Grief has TiE inspection picked this up I wonder?
Unlike most tram systems outside the UK we have a paranoia about the return current finding alternative routes to travelling through the running rails, and thus leaking out to find an earth return path via cast iron pipes and other services buried in the street. This means that the steel gauge ties widely used elsewhare are anathema to the designers of UK street track and the rails are thus 'planted' in to reinforced concrete 'pockets' which are those 20 cm wide concrete strips with the upper surface/final pour in the modified design of Edinburgh track poured in black coloured concrete, with the gap between this and the steel filled with a poured seal (various types are available - but one commonly used type cannot be poured in wet weather, and has other constraints). Trior to the black concrete solution the core pockets finished below the tarmac and what is now black coloured concrete was laid as a 6mm Dense Bitumenised Macadam or similar. This did not survive at all well - especially on Princes Street. Before it got to the condition seen on Bilston Road in Wolverhampton (chunks of the top 50mm of tarmac broken away leaving big holes) TiE got the tarmac replaced with black coloured concrete.

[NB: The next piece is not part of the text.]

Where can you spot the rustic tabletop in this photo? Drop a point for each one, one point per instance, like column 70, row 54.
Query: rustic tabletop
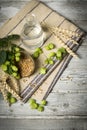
column 66, row 109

Chances are that the structural pocket below is not compromised but clearly the upper concrete screed has not bonded well to the track structure below and broken away. What a contrast to the Phase 1 track in Nottingham, on which I worked with Pedals to deliver a robust top surface. Unlike Manchester, Sheffield, Croydon and Wolverhampton, which in their own ways each needed remedial works, this original Phase 1 track still looks little different to the detail we got nearly 20 years ago.
The detailing on the embedded rail tracks Edinburgh also remains rough, by comparison with the old and new Nottingham tracks, and the newest Manchester tracks being installed by the MPT consortium.
In short this is probably not a structural issue but does pose the question of how well the upper layer of concrete is actually connected to the elements below, and if that is one fault are there any others we may discover.